Shilad,
Very cool! Thanks for sharing. I do have a couple of questions...
On Sun, Apr 22, 2012 at 7:15 PM, Shilad Sen <ssen(a)macalester.edu> wrote:
Greetings!
I'm a CS Professor at Macalester College in St. Paul and I'm on research
sabbatical at GroupLens this year. I've been working with Heather Ford and
Dave Musicant to explore several research questions related to citation use
on Wikipedia.
We're still in the middle of analyzing data, and working through parsing
lots of messy forms of citation references. However, I'll summarize our
findings as they stand.
As of Jan 1, 2011 there are 6384425 total citations in the main namespace
for English Wikipedia.
Does this count both templated and non-templated citations? Do you
count citations appearing in any area of the article (e.g. inline
footnotes, "references" section, "further reading" or
"bibliography"
section, and "external links"?) Or is anything left out?

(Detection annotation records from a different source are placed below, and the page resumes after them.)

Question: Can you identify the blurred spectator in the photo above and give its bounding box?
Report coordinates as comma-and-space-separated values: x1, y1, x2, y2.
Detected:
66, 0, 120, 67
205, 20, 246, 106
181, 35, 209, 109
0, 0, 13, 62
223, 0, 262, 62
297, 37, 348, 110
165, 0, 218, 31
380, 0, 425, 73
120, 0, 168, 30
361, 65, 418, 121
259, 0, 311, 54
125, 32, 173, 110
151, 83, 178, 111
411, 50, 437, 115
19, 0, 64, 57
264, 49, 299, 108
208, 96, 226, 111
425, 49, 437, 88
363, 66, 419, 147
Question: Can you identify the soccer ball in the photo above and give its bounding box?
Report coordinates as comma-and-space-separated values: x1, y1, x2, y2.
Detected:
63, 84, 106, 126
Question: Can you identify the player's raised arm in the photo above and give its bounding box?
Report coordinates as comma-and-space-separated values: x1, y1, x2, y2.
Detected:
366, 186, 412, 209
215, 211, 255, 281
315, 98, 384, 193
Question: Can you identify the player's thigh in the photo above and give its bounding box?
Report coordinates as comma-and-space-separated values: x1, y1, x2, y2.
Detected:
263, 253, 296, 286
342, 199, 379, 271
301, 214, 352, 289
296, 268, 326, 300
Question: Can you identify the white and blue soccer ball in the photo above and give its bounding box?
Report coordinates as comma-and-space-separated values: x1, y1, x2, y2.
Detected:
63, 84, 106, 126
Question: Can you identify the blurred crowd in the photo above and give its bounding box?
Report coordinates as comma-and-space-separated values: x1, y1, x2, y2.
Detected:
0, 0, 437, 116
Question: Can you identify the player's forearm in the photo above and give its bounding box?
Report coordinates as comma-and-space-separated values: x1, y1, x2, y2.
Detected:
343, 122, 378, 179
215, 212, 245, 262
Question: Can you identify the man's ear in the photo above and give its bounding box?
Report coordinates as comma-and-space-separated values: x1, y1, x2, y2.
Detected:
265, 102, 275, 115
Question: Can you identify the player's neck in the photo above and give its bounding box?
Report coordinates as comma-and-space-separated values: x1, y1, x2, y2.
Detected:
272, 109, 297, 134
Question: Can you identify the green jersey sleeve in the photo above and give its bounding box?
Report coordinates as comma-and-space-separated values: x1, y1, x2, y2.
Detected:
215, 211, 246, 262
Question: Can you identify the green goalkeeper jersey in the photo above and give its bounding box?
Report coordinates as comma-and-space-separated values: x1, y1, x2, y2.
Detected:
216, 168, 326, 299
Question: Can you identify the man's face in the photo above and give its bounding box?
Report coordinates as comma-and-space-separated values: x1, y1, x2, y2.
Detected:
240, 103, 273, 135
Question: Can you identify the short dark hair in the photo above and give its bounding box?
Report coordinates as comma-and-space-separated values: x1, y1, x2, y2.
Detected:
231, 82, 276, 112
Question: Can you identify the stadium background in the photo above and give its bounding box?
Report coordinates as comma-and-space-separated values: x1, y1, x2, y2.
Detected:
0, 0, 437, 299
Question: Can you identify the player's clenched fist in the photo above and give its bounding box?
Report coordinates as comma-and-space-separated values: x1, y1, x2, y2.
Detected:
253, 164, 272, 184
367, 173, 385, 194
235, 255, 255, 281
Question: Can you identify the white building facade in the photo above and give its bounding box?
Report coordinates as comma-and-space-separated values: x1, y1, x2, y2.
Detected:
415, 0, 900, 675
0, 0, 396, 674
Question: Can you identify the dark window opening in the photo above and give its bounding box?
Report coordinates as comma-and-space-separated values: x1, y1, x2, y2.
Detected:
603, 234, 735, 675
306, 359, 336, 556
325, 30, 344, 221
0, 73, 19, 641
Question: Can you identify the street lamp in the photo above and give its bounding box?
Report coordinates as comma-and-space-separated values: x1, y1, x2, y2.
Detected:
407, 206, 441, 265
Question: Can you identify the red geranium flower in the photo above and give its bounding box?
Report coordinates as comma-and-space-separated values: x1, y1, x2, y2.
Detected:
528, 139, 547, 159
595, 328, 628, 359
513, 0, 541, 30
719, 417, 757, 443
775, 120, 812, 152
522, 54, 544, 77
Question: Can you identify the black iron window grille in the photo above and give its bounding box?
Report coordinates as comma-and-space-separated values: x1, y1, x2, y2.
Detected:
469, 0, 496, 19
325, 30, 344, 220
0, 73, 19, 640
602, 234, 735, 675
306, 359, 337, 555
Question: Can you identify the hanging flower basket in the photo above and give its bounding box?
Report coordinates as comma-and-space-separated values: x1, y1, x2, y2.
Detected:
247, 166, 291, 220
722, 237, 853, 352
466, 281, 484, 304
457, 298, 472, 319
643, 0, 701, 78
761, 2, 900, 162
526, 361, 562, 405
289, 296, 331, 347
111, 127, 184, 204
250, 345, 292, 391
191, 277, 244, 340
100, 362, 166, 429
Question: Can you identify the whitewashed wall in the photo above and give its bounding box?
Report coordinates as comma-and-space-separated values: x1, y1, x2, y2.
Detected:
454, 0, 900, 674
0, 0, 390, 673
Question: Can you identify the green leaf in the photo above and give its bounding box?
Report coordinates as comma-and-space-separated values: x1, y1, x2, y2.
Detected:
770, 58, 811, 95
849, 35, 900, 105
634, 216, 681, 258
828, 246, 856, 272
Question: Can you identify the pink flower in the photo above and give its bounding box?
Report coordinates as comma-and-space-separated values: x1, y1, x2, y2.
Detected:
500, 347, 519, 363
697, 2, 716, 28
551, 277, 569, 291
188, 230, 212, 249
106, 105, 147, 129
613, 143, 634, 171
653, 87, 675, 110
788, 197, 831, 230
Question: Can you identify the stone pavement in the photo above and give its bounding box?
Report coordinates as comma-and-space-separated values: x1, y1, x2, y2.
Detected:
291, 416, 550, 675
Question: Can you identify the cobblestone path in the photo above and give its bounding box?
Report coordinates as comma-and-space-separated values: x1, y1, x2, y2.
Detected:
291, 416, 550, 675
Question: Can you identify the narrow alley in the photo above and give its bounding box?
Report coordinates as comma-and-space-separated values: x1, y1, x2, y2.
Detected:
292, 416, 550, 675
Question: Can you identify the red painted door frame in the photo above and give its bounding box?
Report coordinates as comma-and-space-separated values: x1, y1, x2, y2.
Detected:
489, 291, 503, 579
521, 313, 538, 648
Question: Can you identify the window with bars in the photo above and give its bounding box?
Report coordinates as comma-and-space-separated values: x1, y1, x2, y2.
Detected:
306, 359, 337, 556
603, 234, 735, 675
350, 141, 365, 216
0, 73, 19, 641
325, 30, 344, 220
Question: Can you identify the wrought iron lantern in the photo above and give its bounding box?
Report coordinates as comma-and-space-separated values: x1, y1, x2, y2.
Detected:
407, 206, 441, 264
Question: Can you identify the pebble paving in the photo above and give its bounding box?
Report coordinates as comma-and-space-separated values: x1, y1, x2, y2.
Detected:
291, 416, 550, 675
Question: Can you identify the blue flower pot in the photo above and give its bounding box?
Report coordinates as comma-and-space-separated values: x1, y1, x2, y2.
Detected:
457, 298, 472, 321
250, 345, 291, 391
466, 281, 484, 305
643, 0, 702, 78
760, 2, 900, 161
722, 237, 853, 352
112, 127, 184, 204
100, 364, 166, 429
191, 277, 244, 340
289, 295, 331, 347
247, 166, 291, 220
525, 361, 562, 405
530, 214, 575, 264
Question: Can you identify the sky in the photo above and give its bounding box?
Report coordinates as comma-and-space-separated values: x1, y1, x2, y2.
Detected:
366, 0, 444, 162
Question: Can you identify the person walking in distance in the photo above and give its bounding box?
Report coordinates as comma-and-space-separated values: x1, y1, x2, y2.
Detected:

Our top-line research questions focus on citations
containing URLs, so we
broke down our results into citations with a URL (78%) and those without
(22%).
The top 5 domains in citations with a URL are:
1.
books.google.com (73777 - 1.48%)
2. news.bbc.co.uk (52347 - 1.05%)
3.
www.stat.gov.pl (51598 - 1.03%)
4.
www.nytimes.com (39454 - 0.79%)
5.
www.imdb.com (24993 - 0.50%)
This will probably be part of your published results, but it would be
very interesting to see a long-tail list of these domains, and maybe
try and break them out into types -- that would start to get at
questions like how many paywalled journals are cited, etc.
The top 5 types of citations without a URL are:
1. cite book (190090 - 13.65%)
2. citation needed (148339 - 10.65%)
3. cite journal (63722 - 4.58%)
4. cite news (25052 - 1.80%)
5. citation (22773 - 1.64%)
"Citation needed" is really the absence of a citation, not an actual
citation, right? :) The others look like the standard reference
templates.. so my question above about templates applies.
We have also looked at the *inequality* in citation
domains. In other words,
what share of citations do the most popular domains receive? Citation
inequality has been steadily growing; the Gini coefficient grew from 0.63 in
Jan 2007 to 0.81 in Nov 2011.
Interesting! Thanks so much for sharing!
-- phoebe